Total Offering Amounts:

$ 209,000,115.88

$ 31,997.92

Total Fee Offsets:

$ 0.00

Net Fee Due:

$ 31,997.92

Offering Note

1

(1) Pursuant to Rule 416(a) under the Securities Act of 1933, as amended (the "Securities Act"), this Registration Statement shall also cover any additional shares of the Registrant's common stock, par value $0.01 per share (the "Common Stock"), that become issuable from time to time by reason of any stock dividend, stock split, recapitalization or other similar transaction. (2) Represents shares of Common Stock reserved for future issuance under the Registrant's 2020 Stock Incentive Plan (the "2020 Plan"). (3) Estimated solely for purposes of calculating the registration fee pursuant to Rule 457(c) under the Securities Act, based on average of high and low price per share of the Common Stock as reported on the Nasdaq Capital Market on May 14, 2025 (such date being within five business days of the date that this Registration Statement was filed with the U.S. Securities and Exchange Commission).

2

(1) Pursuant to Rule 416(a) under the Securities Act of 1933, as amended (the "Securities Act"), this Registration Statement shall also cover any additional shares of the Registrant's common stock, par value $0.01 per share (the "Common Stock"), that become issuable from time to time by reason of any stock dividend, stock split, recapitalization or other similar transaction. (4) Represents shares of Common Stock issuable upon the exercise of outstanding stock options granted by the Registrant pursuant to the 2020 Plan. (5) Estimated solely for purposes of calculating the registration fee pursuant to Rule 457(h) under the Securities Act, based on the weighted average exercise price of such outstanding awards.

3

(1) Pursuant to Rule 416(a) under the Securities Act of 1933, as amended (the "Securities Act"), this Registration Statement shall also cover any additional shares of the Registrant's common stock, par value $0.01 per share (the "Common Stock"), that become issuable from time to time by reason of any stock dividend, stock split, recapitalization or other similar transaction. (3) Estimated solely for purposes of calculating the registration fee pursuant to Rule 457(c) under the Securities Act, based on average of high and low price per share of the Common Stock as reported on the Nasdaq Capital Market on May 14, 2025 (such date being within five business days of the date that this Registration Statement was filed with the U.S. Securities and Exchange Commission). (6) Represents shares of Common Stock reserved for future issuance as inducement to new employees in accordance with Nasdaq Listing Rule 5635(c)(4).
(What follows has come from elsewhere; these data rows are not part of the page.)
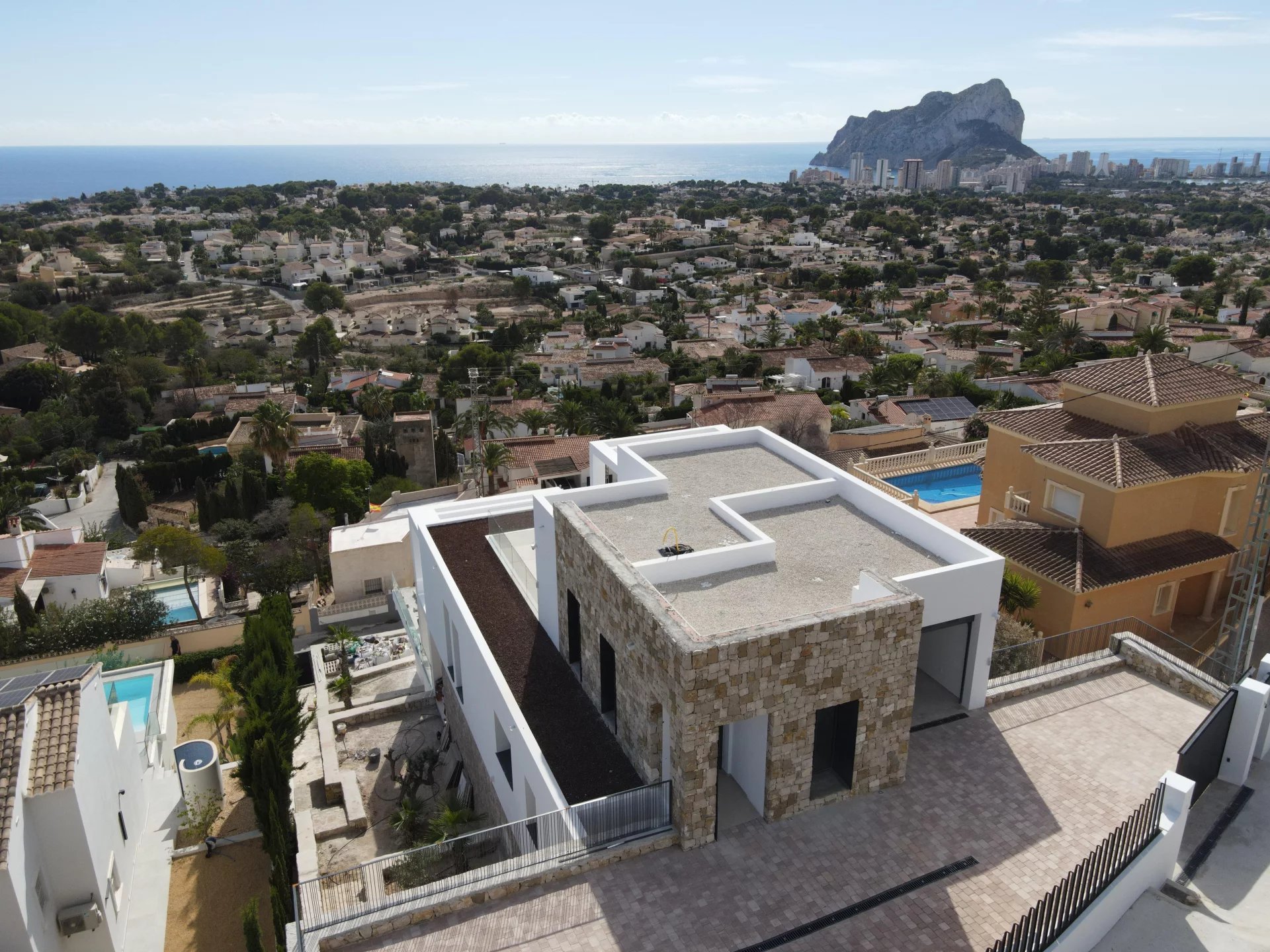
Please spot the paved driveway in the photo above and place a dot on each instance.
(1027, 789)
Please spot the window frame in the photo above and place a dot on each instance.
(1050, 487)
(1171, 588)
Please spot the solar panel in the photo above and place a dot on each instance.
(8, 698)
(64, 674)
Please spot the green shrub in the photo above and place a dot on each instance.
(186, 666)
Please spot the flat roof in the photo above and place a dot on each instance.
(636, 526)
(821, 546)
(384, 532)
(821, 550)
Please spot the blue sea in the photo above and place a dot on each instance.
(31, 173)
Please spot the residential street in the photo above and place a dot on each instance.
(103, 508)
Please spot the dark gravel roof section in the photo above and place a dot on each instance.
(1156, 380)
(583, 754)
(1074, 560)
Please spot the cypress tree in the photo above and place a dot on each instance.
(24, 611)
(205, 513)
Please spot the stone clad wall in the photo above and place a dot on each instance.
(867, 653)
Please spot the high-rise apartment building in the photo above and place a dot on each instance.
(911, 175)
(857, 167)
(944, 178)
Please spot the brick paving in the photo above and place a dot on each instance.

Any such inducement awards issued will be granted outside of the 2020 Plan, but pursuant to the terms of the 2020 Plan as if such awards were granted under the 2020 Plan, pursuant to the "inducement" grant exception under Nasdaq Listing Rule 5635(c)(4) and have been approved by the Registrant's Compensation Committee of the Board of Directors.

4

(1) Pursuant to Rule 416(a) under the Securities Act of 1933, as amended (the "Securities Act"), this Registration Statement shall also cover any additional shares of the Registrant's common stock, par value $0.01 per share (the "Common Stock"), that become issuable from time to time by reason of any stock dividend, stock split, recapitalization or other similar transaction. (5) Estimated solely for purposes of calculating the registration fee pursuant to Rule 457(h) under the Securities Act, based on the weighted average exercise price of such outstanding awards. (7) Represents the shares of Common Stock issuable upon the exercise of outstanding inducement stock options granted by the Registrant as inducement to new employees in accordance with Nasdaq Listing Rule 5635(c)(4). Such inducement stock options were granted outside of the 2020 Plan, but pursuant to the terms of the 2020 Plan as if such awards were granted under the 2020 Plan, pursuant to the "inducement" grant exception under Nasdaq Listing Rule 5635(c)(4) and have been approved by the Registrant's Compensation Committee of the Board of Directors.